There was a “canyon with a rapid of raging water” waiting and before they knew it, Kevin jumped out and swam to the bank while Yossi “afraid to let go” clung to the raft. “The water was so fast, it took me in and in the next half hour I went through so much that the raft broke to pieces, our backpacks were lost,” said Yossi, who went tumbling down the cascade, holding on to the last piece of log. “It lasted a few seconds till I reached a shore, exhilarated that I was alive.”

He didn’t break a bone or suffer a scratch, when “even a small thing would have taken away my balance and killed me”, said Yossi, attributing his survival to “sheer miracle or “divine intervention”.
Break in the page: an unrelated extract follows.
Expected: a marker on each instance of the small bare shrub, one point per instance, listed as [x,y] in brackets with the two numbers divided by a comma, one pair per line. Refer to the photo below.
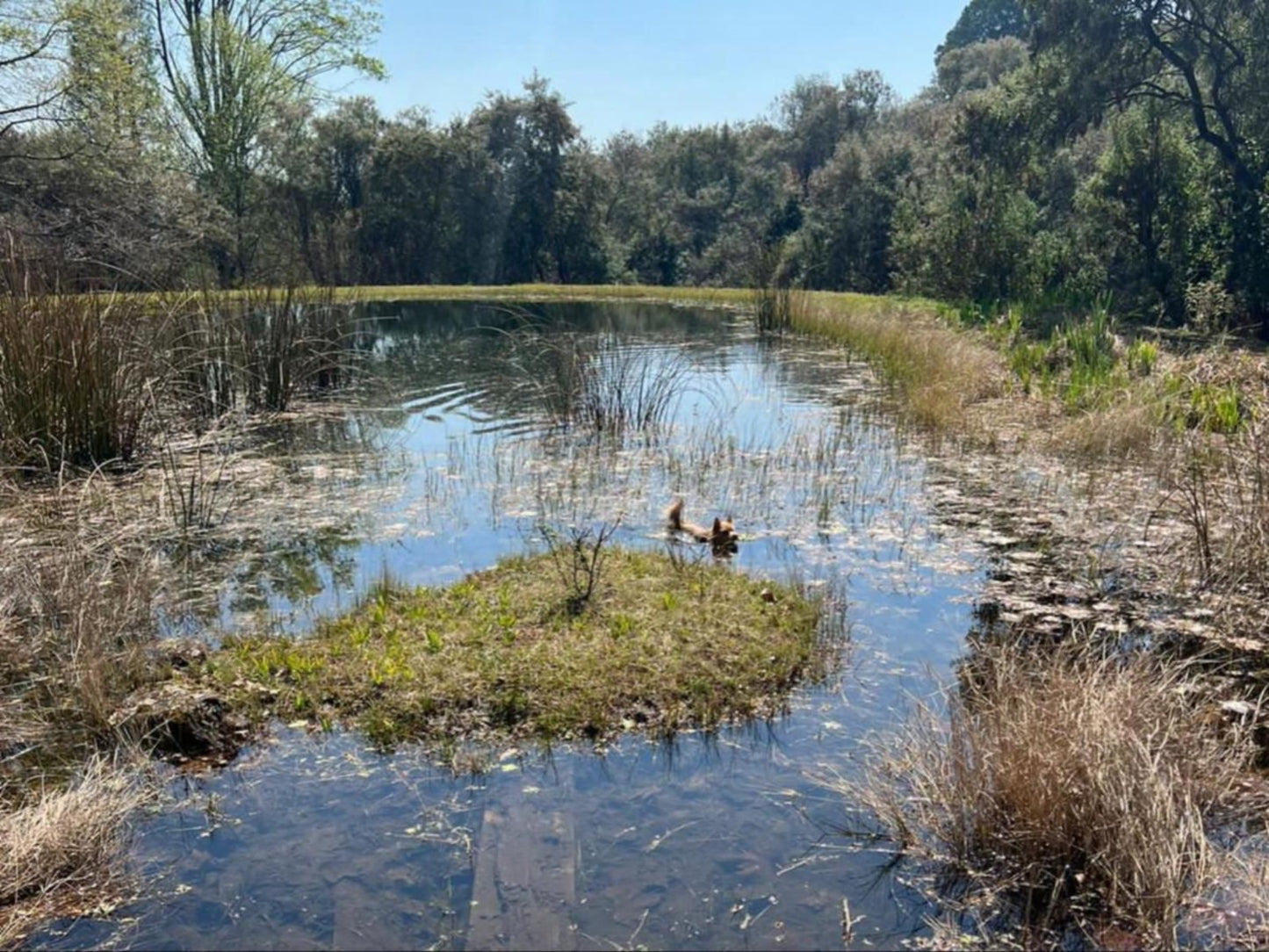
[578,555]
Then began the uphill task of walking through the jungles for weeks in search of a trace of humanity, surviving on eggs found in bird nests or fruits that fell from trees. “It wasn’t trivial to stay alive in the rainy season without a machete, gun or fire that even the indigenous people need to survive…. I realised I had gone from being a victim to a hero. That I was stronger than I thought and my spirit was unbeatable.”

Yossi remembers going through insufferable pain before going into a state of calm when “the pain didn’t matter anymore”. It was a miracle every day as he dodged “jaguar, termites, wild boars, deadly snakes, and all kinds of insects laying larva inside my skin before I began to hallucinate… something that saved my life… this rich world of lucid dreams helped me rest and fight fear”.

Born to “holocaust survivors”, Yossi feels his survival instincts were partly shaped by his parents’ tales of endurance.

After 19 days in the jungles, Yossi was rescued by a search party led by Kevin. Food was the first thing on his mind. “There was dried venison on the boat, I couldn’t stop eating,” he smiled, digging into his dinner of mutton biryani and paalak corn at ITC Sonar on Friday.

Returning to ordinary life was tough as Yossi “felt disconnected”. He spent a year writing about his experience and Jungle became a bestseller. “But I needed to travel again.”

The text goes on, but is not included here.